The International Comic Salon in Erlangen will be open to the public again from June 16th to 19th. In 2020, the festival, which takes place every two years, was canceled in its classic form due to the coronavirus pandemic and only took place as a digital internet event.

The program is more female, diverse and intercultural than ever before, according to a statement from the city’s cultural office. One focus of the festival is dedicated to comics and popular art from the Democratic Republic of the Congo. The best comics of the past two years are awarded the Max and Moritz Prize.

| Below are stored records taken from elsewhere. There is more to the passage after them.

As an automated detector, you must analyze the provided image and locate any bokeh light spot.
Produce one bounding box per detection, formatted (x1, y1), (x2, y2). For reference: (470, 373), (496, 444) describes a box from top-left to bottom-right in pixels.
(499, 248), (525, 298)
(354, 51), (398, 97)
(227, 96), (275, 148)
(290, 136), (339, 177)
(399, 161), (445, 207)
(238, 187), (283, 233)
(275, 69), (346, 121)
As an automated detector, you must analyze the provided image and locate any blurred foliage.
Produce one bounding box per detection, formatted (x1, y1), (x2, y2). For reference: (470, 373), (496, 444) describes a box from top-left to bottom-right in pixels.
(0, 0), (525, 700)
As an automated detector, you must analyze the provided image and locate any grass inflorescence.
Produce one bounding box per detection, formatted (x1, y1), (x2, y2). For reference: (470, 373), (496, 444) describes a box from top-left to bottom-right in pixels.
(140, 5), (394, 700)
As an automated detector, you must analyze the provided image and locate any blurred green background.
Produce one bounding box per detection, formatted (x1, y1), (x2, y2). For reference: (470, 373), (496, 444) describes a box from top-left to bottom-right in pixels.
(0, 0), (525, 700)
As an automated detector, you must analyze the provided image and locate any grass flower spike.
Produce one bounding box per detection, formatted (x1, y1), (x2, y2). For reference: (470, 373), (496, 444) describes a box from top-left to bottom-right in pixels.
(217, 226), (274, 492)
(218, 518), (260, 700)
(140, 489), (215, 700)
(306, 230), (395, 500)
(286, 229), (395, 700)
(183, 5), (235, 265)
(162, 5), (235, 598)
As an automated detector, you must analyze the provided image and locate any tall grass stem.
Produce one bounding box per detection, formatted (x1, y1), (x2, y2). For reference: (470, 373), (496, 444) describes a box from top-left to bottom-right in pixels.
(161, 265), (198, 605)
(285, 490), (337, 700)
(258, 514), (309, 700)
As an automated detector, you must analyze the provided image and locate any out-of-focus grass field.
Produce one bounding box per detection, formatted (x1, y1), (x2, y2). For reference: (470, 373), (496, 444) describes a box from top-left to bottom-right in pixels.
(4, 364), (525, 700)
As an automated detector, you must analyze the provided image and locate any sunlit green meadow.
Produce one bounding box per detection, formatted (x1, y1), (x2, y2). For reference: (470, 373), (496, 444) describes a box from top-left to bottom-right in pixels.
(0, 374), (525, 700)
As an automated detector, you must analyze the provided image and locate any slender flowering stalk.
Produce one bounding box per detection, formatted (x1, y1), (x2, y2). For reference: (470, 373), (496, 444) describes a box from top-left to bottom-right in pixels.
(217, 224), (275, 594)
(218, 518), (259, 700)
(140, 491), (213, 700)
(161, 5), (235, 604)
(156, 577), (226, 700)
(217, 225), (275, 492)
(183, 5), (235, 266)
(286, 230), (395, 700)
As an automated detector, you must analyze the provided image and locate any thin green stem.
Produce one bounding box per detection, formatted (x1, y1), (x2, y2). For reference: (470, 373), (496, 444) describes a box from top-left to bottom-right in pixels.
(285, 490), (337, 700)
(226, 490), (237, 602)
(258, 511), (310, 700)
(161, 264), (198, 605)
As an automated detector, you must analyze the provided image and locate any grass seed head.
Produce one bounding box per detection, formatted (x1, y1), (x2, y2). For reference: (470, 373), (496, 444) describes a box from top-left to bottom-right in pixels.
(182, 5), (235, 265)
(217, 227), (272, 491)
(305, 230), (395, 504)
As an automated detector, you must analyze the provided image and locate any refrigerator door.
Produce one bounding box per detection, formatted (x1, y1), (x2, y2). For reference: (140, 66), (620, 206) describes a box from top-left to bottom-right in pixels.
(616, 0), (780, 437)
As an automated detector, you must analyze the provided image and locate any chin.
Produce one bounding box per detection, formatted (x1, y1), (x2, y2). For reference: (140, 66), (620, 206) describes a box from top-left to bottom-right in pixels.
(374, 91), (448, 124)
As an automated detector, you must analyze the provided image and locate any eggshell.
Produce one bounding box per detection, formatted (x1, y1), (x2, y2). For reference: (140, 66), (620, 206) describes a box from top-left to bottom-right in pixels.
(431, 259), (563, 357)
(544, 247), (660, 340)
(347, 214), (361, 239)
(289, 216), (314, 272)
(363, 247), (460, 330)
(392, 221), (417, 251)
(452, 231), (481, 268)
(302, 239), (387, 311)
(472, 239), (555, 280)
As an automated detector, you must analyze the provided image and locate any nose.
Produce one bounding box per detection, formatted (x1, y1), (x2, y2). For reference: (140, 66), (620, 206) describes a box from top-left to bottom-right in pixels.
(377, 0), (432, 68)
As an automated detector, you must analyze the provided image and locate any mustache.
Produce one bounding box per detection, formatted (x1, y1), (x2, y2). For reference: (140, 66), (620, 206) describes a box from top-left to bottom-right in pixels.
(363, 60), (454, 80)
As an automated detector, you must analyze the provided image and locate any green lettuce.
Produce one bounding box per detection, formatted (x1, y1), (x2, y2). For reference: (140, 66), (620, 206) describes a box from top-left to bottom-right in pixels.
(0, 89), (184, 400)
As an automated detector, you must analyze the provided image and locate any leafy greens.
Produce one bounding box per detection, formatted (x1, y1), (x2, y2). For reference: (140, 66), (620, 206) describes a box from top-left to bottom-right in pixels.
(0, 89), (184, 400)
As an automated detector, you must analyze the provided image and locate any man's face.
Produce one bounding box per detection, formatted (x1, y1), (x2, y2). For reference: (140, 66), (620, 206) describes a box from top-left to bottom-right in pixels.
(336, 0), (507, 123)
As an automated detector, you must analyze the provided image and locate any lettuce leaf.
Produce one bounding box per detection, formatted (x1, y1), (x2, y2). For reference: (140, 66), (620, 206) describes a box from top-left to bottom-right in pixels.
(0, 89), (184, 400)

The Japanese Naoki Urasawa, one of the most influential mangaka of today, receives the Max and Moritz Prize for his outstanding life’s work. 25,000 visitors are expected to attend the event, which takes place every two years.

The Comic Salon offers over twenty exhibitions, a program of lectures and discussions, comic readings, a comic film festival and workshops. The organizers say that “Children love comics!” would give young readers a festival within a festival.

More than 200 exhibitors – from publishers to universities to artists who publish themselves – present their program. Around 400 artists from all over the world draw live and sign their books.

Exhibitions are dedicated, among other things, to feminism in comics or the worlds of the feminist artist Liv Strömquist. Retrospectives look at the work of the former Charlie Hebdo artist and comic author Catherine Meurisse and the German artist and storyteller Birgit Weyhe, who also worked for the Tagesspiegel for a long time.

The “father of the graphic novel”, Will Eisner, will be honored with a large historical show with numerous originals, it said.